By chance I happened to ride the merry-go-round with theBoy. He was on a horse and I was next to him. As we rode I couldn't but help notice the occult-themed horror of the back of the horses with strange terrifying creatures carved into the saddles. I took this photo from horseback with my loaner iPhone.
So there you go. In the centre of Canberra is a occult-infused merry-go-round. A device that spins around with its supernaturally-tinged horses going up and down as their child riders laugh with carefree glee all too unaware that their life essences are being greedily supped as they grip on to the "Scottish Poles". I presume that once the creepy carousel has had its psychic fill that it will then split space-time asunder and allow creatures too horrible for the human mind to behold let alone comprehend to wiggle, worm and crawl into our reality to begin feeding.
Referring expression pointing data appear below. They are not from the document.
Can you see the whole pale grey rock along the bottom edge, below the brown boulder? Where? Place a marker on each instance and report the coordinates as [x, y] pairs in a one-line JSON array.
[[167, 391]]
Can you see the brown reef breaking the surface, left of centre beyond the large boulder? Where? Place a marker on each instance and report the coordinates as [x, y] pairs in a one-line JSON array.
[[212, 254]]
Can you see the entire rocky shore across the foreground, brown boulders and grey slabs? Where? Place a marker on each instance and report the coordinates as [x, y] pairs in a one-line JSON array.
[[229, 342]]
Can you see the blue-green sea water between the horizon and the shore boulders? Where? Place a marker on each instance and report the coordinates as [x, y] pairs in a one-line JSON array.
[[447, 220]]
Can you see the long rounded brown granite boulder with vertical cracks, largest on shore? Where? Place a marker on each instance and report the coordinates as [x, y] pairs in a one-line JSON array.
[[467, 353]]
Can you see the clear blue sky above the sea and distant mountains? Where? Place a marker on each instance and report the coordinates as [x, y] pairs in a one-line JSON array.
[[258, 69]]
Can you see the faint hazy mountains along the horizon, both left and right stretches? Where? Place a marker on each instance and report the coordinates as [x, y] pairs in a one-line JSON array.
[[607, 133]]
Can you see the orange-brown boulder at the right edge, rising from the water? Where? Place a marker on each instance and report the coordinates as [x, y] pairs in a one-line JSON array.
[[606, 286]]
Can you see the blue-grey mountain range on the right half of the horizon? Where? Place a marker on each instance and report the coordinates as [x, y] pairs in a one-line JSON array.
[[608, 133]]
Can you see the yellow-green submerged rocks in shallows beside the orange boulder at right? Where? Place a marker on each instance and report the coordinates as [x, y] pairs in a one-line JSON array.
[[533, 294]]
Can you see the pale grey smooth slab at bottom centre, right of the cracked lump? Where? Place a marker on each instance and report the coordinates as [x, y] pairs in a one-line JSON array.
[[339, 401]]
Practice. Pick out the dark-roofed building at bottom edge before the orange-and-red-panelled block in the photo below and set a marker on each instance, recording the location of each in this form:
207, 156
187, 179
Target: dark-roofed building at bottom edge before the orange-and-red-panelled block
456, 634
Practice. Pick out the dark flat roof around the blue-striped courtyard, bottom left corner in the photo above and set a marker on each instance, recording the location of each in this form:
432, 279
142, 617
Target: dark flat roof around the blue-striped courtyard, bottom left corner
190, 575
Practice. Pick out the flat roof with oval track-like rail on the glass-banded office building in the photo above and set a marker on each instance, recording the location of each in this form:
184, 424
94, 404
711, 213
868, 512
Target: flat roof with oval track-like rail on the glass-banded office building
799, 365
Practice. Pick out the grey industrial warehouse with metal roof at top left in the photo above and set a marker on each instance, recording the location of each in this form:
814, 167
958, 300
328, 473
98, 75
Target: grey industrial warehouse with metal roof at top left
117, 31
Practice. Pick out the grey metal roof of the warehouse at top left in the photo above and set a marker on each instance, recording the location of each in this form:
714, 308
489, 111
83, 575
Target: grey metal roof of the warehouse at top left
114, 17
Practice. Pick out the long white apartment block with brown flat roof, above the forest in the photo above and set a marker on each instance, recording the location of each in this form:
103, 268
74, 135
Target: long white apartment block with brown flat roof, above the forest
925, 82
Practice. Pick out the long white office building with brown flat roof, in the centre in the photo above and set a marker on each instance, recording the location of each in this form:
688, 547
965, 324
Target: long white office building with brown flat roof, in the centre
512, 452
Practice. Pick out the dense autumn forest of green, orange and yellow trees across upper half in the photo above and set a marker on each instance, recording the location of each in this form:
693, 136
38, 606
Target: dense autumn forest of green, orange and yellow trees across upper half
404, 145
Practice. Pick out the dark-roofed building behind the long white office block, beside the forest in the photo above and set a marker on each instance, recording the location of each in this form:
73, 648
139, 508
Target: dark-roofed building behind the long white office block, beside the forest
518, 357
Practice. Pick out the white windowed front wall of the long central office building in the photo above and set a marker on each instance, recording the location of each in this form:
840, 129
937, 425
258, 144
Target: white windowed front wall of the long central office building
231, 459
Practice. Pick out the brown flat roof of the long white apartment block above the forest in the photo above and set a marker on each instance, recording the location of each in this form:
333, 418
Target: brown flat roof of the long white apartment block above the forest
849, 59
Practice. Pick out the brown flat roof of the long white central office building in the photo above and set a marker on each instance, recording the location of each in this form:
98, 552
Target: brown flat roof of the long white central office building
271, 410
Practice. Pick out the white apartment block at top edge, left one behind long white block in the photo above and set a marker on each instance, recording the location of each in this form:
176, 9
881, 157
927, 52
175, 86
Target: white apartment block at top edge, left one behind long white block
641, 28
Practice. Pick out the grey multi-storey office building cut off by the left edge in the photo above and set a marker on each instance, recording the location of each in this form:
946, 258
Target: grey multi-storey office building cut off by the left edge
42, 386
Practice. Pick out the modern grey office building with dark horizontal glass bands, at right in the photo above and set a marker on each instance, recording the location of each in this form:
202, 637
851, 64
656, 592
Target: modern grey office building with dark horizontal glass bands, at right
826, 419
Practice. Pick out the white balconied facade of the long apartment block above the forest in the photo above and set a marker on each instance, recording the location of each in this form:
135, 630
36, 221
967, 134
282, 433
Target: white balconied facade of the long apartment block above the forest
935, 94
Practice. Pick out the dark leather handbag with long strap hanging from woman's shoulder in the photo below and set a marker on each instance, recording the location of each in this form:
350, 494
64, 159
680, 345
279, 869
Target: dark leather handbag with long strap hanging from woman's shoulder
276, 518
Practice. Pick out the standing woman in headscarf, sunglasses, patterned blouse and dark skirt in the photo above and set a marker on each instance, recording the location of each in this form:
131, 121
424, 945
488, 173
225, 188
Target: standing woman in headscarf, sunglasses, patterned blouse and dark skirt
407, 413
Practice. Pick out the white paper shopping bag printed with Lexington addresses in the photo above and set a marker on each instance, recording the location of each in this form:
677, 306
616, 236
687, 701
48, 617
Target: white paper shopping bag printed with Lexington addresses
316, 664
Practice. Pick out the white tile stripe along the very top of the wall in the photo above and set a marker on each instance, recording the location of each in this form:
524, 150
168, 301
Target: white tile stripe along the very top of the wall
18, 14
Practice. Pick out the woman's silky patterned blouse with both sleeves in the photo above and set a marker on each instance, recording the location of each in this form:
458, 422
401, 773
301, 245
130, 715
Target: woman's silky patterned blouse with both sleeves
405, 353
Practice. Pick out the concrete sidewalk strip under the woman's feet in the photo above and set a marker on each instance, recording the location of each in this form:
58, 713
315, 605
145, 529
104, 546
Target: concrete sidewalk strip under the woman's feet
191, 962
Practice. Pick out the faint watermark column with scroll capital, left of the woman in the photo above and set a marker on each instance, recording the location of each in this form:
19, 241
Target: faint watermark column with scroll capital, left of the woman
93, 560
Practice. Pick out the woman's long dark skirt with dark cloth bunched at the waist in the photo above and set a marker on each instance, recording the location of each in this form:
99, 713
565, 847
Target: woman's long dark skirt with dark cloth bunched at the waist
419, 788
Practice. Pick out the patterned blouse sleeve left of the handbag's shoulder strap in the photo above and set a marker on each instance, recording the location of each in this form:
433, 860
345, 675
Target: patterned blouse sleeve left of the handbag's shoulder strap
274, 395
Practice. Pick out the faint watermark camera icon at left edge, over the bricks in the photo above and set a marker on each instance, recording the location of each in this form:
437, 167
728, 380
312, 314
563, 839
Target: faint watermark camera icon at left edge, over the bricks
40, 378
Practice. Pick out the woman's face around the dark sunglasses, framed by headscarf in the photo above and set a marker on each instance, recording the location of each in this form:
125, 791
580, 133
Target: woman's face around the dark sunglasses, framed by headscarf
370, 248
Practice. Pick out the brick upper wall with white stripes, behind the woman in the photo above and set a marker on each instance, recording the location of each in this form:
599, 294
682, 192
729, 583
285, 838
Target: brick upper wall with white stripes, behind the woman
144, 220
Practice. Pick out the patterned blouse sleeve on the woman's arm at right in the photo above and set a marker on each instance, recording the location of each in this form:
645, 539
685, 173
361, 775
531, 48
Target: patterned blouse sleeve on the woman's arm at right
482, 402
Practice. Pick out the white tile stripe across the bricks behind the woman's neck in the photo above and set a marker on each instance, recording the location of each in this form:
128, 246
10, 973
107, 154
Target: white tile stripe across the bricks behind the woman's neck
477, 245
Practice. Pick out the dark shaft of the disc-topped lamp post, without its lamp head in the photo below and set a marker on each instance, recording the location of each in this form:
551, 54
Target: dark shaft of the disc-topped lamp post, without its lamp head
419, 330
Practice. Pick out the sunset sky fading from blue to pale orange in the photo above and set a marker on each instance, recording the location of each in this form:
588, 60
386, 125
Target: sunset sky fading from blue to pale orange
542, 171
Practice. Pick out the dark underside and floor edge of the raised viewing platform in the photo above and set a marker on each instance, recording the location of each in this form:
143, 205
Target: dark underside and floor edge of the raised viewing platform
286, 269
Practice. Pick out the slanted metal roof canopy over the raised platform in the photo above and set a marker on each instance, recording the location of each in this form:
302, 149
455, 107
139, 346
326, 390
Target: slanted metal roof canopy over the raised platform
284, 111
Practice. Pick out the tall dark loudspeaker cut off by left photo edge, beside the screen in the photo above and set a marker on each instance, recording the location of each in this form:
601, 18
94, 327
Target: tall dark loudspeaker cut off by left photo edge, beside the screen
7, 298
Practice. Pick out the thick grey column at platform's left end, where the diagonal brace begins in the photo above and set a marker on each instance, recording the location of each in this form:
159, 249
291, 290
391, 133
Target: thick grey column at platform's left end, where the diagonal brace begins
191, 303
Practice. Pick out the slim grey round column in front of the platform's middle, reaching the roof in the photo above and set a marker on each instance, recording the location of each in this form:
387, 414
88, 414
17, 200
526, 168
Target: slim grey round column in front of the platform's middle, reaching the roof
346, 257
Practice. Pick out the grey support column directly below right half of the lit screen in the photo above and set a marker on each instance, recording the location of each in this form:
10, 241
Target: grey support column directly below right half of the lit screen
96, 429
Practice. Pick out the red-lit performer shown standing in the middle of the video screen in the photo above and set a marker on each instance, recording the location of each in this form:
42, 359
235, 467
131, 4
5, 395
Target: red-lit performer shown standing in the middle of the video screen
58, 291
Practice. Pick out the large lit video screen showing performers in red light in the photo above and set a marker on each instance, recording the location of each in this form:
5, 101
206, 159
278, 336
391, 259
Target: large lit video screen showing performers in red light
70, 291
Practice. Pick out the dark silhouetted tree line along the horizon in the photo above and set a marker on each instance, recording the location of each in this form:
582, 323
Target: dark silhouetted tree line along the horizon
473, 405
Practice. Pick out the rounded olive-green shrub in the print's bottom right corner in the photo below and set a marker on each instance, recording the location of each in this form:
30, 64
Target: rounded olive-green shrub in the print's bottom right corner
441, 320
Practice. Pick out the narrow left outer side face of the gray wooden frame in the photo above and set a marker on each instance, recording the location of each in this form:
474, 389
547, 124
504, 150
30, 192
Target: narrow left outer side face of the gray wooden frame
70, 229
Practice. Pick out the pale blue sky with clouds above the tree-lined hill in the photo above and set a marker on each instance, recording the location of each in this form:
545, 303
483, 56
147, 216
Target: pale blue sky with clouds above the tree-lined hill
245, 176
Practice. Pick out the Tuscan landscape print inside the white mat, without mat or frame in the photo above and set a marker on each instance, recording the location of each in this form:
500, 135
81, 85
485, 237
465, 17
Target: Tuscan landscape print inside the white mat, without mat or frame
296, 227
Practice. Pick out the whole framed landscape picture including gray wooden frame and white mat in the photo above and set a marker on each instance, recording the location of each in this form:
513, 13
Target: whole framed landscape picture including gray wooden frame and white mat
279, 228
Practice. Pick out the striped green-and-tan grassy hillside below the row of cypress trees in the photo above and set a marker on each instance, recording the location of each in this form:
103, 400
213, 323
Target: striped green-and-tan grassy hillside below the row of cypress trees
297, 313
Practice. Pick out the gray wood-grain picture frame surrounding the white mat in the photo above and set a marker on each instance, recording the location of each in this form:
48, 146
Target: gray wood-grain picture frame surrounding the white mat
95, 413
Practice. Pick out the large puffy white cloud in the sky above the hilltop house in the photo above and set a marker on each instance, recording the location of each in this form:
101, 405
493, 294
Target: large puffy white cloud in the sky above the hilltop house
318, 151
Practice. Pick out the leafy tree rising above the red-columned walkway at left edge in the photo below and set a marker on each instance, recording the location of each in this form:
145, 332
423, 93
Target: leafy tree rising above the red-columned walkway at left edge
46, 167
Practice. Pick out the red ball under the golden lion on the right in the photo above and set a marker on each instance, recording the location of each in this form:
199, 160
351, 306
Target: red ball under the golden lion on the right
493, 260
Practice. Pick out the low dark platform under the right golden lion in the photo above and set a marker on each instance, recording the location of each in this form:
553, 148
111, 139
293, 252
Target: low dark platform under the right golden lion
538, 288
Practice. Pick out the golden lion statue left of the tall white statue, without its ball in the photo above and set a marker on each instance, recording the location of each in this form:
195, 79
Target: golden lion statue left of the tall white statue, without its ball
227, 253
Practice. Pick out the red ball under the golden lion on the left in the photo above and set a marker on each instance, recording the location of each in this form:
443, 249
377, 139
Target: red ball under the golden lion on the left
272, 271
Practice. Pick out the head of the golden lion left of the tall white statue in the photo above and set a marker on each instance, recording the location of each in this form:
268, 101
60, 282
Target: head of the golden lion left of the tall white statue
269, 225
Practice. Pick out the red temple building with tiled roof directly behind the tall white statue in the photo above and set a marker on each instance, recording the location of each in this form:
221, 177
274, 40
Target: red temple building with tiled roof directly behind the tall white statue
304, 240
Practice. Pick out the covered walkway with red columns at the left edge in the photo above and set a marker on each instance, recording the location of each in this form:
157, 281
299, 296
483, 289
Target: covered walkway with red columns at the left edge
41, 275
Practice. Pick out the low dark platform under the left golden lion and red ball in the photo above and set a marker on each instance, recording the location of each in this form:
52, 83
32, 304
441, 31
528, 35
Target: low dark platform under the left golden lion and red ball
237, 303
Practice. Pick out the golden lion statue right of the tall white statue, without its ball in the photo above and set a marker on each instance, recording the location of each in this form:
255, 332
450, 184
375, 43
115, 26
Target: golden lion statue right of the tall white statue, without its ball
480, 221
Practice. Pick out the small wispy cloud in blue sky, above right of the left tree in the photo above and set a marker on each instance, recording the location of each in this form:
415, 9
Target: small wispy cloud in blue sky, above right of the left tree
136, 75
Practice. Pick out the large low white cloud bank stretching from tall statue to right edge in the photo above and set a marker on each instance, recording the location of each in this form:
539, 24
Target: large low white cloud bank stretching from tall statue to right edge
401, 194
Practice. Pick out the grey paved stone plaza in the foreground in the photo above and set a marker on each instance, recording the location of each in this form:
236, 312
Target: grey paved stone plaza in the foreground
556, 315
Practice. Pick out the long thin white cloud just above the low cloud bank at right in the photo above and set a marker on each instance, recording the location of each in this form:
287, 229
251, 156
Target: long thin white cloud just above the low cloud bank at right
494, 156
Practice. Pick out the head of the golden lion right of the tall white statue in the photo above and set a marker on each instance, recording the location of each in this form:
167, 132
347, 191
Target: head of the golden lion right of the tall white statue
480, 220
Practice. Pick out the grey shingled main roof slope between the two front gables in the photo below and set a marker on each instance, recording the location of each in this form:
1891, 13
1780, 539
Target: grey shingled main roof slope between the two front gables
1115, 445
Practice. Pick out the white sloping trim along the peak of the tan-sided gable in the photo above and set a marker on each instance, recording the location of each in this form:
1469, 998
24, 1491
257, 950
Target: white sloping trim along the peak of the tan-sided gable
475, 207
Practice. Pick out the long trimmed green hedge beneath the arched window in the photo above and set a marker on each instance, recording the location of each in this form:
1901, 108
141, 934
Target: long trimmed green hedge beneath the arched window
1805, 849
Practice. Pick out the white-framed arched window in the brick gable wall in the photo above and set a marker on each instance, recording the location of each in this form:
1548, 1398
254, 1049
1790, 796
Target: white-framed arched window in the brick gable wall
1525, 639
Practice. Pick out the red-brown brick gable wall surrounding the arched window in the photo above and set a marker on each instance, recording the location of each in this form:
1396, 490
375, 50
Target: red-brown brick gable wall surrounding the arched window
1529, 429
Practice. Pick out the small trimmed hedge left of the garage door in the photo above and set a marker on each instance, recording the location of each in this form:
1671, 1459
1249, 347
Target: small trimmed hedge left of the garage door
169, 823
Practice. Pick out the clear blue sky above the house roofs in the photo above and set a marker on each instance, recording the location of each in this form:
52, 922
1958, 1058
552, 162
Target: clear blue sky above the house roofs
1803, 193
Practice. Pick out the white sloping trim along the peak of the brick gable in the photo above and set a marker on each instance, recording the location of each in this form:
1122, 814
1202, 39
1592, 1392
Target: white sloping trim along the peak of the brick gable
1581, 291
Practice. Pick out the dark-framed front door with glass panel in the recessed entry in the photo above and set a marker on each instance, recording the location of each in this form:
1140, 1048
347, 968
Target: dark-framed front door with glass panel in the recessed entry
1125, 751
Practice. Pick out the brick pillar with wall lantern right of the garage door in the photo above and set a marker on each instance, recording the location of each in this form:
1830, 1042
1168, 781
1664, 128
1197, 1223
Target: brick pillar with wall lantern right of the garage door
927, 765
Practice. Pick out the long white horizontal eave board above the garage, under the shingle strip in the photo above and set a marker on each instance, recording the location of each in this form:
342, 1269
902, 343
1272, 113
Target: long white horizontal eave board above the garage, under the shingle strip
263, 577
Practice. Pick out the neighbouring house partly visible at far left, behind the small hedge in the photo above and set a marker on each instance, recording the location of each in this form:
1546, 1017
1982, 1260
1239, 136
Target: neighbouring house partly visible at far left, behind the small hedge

I haven't been this concerned about item-based malign supernatural influences since that time we stayed in the hotel with the giant fuck-off Satan heads in raised relief emblazoned on the eldritch-appearing bedside lamps that were lit up in the dark by the greenish glow of the beside clock.
So if you do ride the Civic-located merry-go-round I suggest wearing gloves lest your vital life source is sapped to fuel the dimensional rift and spawn horde creator.
It's the only common sense thing to do!
That all being said it was totally awesome to ride on a merry-go-round with theBoy.
(1) For that and other awesome moments see the movie or read the script!